Problematisch dabei: Die Rechte für das Buch liegen beim Freistaat Bayern. Dessen Staatsregierung hatte der Veröffentlichung einer durch das Münchner Institut für Zeitgeschichte (IfZ) wissenschaftlich begleiteten und kommentierten Ausgabe zunächst zugestimmt, das Projekt kürzlich aber wieder gekippt. Dabei läuft die urheberrechtliche Sperrfrist im Jahr 2015 aus. Bereits heute lassen sich - wissenschaftlich unkommentierte - Ausgaben des Buches international relativ leicht beschaffen. In rechten Kreisen dürfte "Mein Kampf" weit verbreitet sein. Es ist mitnichten einziger Quell rechtsextremer Weltanschauung.

Rassismus, Okkultismus und Arier

Die Entstehung von Büchern, Pamphleten usw. die nach heutigem Verständnis als rechtsextrem bezeichnet werden können, reicht weit ins 19. Jahrhundert zurück. Nicht selten sind dabei Autoren, selbsternannte (häufig naturwissenschaftliche) Forscher, extremistische Politiker, Verschwörungstheoretiker und anderes mehr auf den jeweils "aktuellen Zug" gesellschaftlicher, politischer oder technischer Entwicklungen aufgesprungen, um diese in ihrem Sinne zu interpretieren oder umzudeuten. So entstanden Ende des 19. Jahrhundert zahlreiche okkulte Gruppierungen, in deren Publikationen sich Rassismus, Nationalismus, Antisemitismus und technologischer Fortschritt in einer kruden Mischung verschwörungstheoretischer Phantasien wiederfinden.

Rassentheoretikerin Helena Blavatsky

In diese Phase fallen zum Beispiel rassentheoretische Veröffentlichungen wie "Die Geheimlehre" der russischen Okkultistin Helena Blavatsky, die "Ariosophie" des österreichischen Esoterikers Guido von List oder der "Versuch über die Ungleichheit der Menschenrassen" des Franzosen Arthur de Gobineau. Auch wenn solche Theorien nach heutigem Verständnis mehr als absonderlich wirken, haben sie nachweislich führende Größen des nationalsozialistischem Regimes beeinflust. Und: Sie werden auch heute noch immer gelesen.

Antisemitismus und die Weisen von Zion

Einen großen Anteil an rechtsextremer Literatur machen seit dem 19. Jahrhundert vor allem auch antisemitische Erzeugnisse aus. Zu trauriger Berühmtheit haben es etwa "Die Protokolle der Weisen von Zion" gebracht.

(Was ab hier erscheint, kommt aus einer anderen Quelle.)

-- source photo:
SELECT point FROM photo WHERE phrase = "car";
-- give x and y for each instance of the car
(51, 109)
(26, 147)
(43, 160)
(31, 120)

Angeblich wird hier die Rede eines "jüdischen Führers" vor den "Weisen von Zion" dokumentiert. Ziel der Protagonisten ist es, eine jüdische Weltherrschaft zu errichten und damit das "Weltjudentum" zu herrschenden gesellschaftspolitischen Macht zu etablieren. Obwohl der Urheber dieses Pamphlets unbekannt ist und "Die Protokolle" als plumpe Propaganda und Fälschung entlarvt worden sind, werden sie von überzeugten Antisemiten auch heute noch als Beweis für jüdische Weltherrschaftspläne vorgebracht. Dieses oder ähnliche antisemitische Klischees wurden während des Dritten Reiches literarisch weiter und verstärkt eingesetzt.

Blüte im Dritten Reich

NSDAP-Chefideologe Alfred Rosenberg

Wenig überraschend ist, dass rechtsextreme Literatur sich in den zwölf Jahren des Dritten Reiches voll entfalten konnte. Unter dem Titel "WortGewalt" zeigte eine Austellung in Nürnberg im Jahr 2013 die ganze Bandbreite "brauner" Literatur. Eine besonders hohe Auflage erreichte seinerzeit das Buch "Der Mythus des 20. Jahrhunderts" von Alfred Rosenberg, Chefideologe der NSDAP. Tatsächlich hatte sich bereits nach dem ersten Weltkrieg eine literarische Szene stramm rechter Autoren entwickelt, die vor allem im Laufe der 1920er-Jahre bei Teilen des Publikums mit nationalistischer und kriegsverherrlichender Literatur punkten konnten. Antisemitische Verschwörungstheorien fügten sich hier gut ein und erzeugten den angenehmen Nebeneffekt, dass man die militärische und wirtschaftliche Niederlage auch gleich einer bestimmten Bevölkerungsgruppe in die Schuhe schieben konnte.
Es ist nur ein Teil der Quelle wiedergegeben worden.